Some 200,000 generations ago


Some 200,000 generations ago, a woman affectionately named, Ardi, wandered through a grassy woodland with patches of denser forest and freshwater springs in what today is known as Ethiopia. Time Magazine article, Excavating Ardi: A New Piece for the Puzzle of Human Evolution, says of her:

"[She is an] interesting mosaic" with certain uniquely human characteristics: bipedalism, for one. Ardi stood 47 in. (120 cm) tall and weighed about 110 lb. (50 kg), making her roughly twice as heavy as Lucy. The structure of Ardi's upper pelvis, leg bones and feet indicates she walked upright on the ground, while still retaining the ability to climb. Her foot had an opposable big toe for grasping tree limbs but lacked the flexibility that apes use to grab and scale tree trunks and vines ("Gorilla and chimp feet are almost like hands," says Lovejoy), nor did it have the arch that allowed Australopithecus and Homo to walk without lurching side to side. Ardi had a dexterous hand, more maneuverable than a chimp's, that made her better at catching things on the ground and carrying things while walking on two legs. Her wrist, hand and shoulder bones show that she wasn't a knuckle walker and didn't spend much time hanging or swinging ape-style in trees. Rather, she moved along branches using a primitive method of palm-walking typical of extinct apes. "[Ardi is] a lovely Darwinian creature," says Penn State paleoanthropologist Alan Walker, who was not involved in the discovery."

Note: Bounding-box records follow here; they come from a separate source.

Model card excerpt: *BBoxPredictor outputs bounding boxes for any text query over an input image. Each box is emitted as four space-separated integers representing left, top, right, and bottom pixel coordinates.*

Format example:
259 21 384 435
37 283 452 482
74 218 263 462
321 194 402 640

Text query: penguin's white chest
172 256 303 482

Wow! 200 thousand generations ago. Does that go back further than the Eve of the Bible?

It is interesting to note that Ardi is not chimp-like, and therefore suggests that chimps were from an entirely different branch of the tree than humans. The article notes that many people 'envisioned Great-Great-Grandpa to have looked most nearly like a knuckle-walking, tree-swinging ape. But "[Ardi is] not chimp like," according to White, which means that the last common ancestor probably wasn't either. "This skeleton flips our understanding of human evolution..."

The apologists in the Creationism wing of the loony right have often scoffed at and held to ridicule the concept that we, the apes and chimps all came down the same ladder. Ardi mutes that nonsense altogether, yet it will not inhibit the 'true believers' in any way.